Monday, June 14, 2010

Using perl and awk for data extraction - Part 1

It is quite often that you come across a delimited text file containing important data. Often asked is how to manipulate and extract important information from such data. There are commonly three possible ways to manipulate such a file:

1. Put into a spreadsheet program and use formulas or macros to extract data.
2. Import the data to a database and use query language to extract the data.
3. Use unix/linux tools such as awk and perl to get the data.

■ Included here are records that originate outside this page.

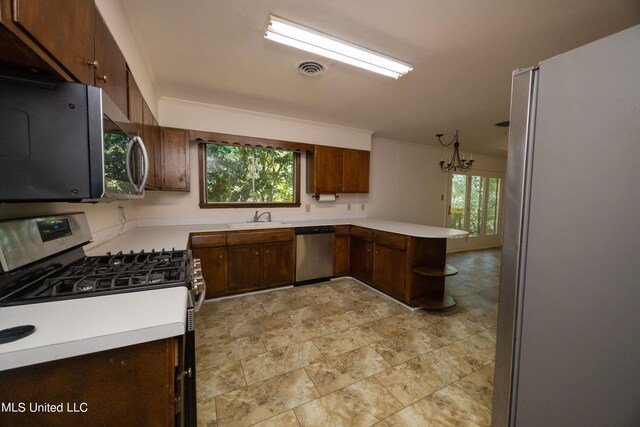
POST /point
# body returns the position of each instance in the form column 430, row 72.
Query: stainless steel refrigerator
column 568, row 340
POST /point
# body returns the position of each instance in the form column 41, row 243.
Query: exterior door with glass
column 475, row 205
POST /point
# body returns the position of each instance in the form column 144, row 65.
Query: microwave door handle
column 145, row 164
column 127, row 164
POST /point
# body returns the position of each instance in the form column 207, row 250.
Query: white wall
column 407, row 184
column 215, row 118
column 116, row 19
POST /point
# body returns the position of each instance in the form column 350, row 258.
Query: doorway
column 475, row 205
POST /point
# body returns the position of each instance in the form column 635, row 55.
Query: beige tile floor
column 339, row 354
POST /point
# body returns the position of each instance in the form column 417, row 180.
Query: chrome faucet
column 256, row 217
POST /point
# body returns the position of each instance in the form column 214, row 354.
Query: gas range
column 101, row 275
column 49, row 264
column 43, row 267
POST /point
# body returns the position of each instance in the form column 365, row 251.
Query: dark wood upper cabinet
column 135, row 102
column 175, row 159
column 324, row 170
column 72, row 34
column 110, row 67
column 64, row 29
column 152, row 142
column 337, row 170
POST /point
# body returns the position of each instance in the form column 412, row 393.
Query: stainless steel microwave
column 63, row 141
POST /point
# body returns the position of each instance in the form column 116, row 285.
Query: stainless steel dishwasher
column 314, row 253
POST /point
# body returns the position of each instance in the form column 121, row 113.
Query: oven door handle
column 203, row 292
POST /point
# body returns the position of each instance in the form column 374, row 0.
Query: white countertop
column 86, row 325
column 176, row 236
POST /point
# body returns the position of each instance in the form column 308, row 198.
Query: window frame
column 204, row 138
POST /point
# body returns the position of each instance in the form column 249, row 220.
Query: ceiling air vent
column 311, row 68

Method 1 is not very flexible as you are restricted to simple formulas unless you get down to programming with macros.

Method 2 is a bit too combersome for simple tasks.

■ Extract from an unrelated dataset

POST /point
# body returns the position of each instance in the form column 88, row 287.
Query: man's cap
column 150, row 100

Linux/unix offers very powerful tools for data manipulation. Here we will use awk as the primary data extraction program, with a small perl program as a front-end to enable the use of column names.

Introduction to awk
Awk is a powerful pattern matching program that reads delimited text files and outputs lines matching a given search pattern. Originally written for unix in the '70s and named after the initials of its authors, awk has various incarnations. Any modern awk will suffice for the task at hand. I am using GNU awk (or gawk) version 3.1.6

Listing 1.1 gives shows the file data.csv. It is a comma seperated text file with the first row as the names of columns. The data is actually a listing of elements in a building such as foundation footings, columns, beams, walls etc. Not all the elements have values for all columns.

Listing 1.1 - data.csv
 element, tag, count,  type,  len,  width,  height,  area,
 footing,  f1,     2,  rect,  1.1,    0.9,     0.3,      
 footing,  f2,     4,  rect,  1.0,    1.0,     0.3,      
 footing,  f3,     1,  quad,     ,       ,     0.3,  1.85
 column,   c1,     4,  rect,  0.2,    0.2,     3.3,      
 column,   c2,     2,  rect,  0.2,    0.3,     3.3,      
 column,   c3,     1,  circ,     ,   0.35,     3.3,      
 beam,     b1,     4,  rect,  4.1,    0.2,     0.4,      
 beam,     b2,     3,  rect,  3.0,    0.2,     0.4,      
 wall,       ,     4,   ext,   16,   0.15,     3.3,      
 wall,       ,     2,   int,   24,   0.15,     3.3,      
 wall,       ,     2,   int,   24,   0.15,     3.3,      
 door,     d1,     1,      ,     ,    0.9,     2.6,      
 door,     d2,     4,      ,     ,    0.8,     2.6,      
 rfmt,     f1,     5,   t10,  1.4,       ,        ,      
 rfmt,     f1,     6,   t10,  0.9,       ,        ,      
 rfmt,     f2,     7,   t12,  0.8,       ,        ,      
 rfmt,     f2,     4,   t10,  0.9,       ,        ,      


Now lets try some awk commands. Commands to be entered in shell start with a $ (indicating prompt). They are split to two lines with a \ to fit to screen. You can use with \ or without slash in one continuous line. First cat the file and pipe to awk:

Display the first column. $1 refers to first column, $2 to second and so on. The -F, specifies that comma is to be used as field separator in the input file. The commands to execute as given inside {} enclosed in '':
$ cat data.csv |awk -F, '{print $1}'

Display columns 1 and 2 seperated by comma:
$ cat data.csv |awk -F, -v OFS=',' \
'{print $1, $2}'

Display the sum of columns 4 and 6:
$ cat data.csv |awk -F, -v OFS=',' \
'{print $4 + $6}'

Display the column 2 and product of column 4 and 6. Awk's internal variable OFS specifies the delimiter to be used in the output:
$ cat data.csv |awk -F, -v OFS=',' \
'{print $2, $4 * $6}'

You can specifiy the condition to be met before the curly braces: Display column 1, column 2, and sum of column 4 and 6, where column 1 is 'footing':
$ cat data.csv |awk -F, -v OFS=',' \
'$1 == "footing" {print $1, $2, $4 + $6}'

Or you could use more sophisticated regex matching as well: Display column 1, column 2, and sum of column 4 and 6, where column 2 is 'f'-something:
$ cat data.csv |awk -F, -v OFS=',' \
'$1 ~ /f./ {print $1, $2, $4 + $6}'

Instead of using $1, $2, we could use column names derived from the first row. Will look into this in the next part.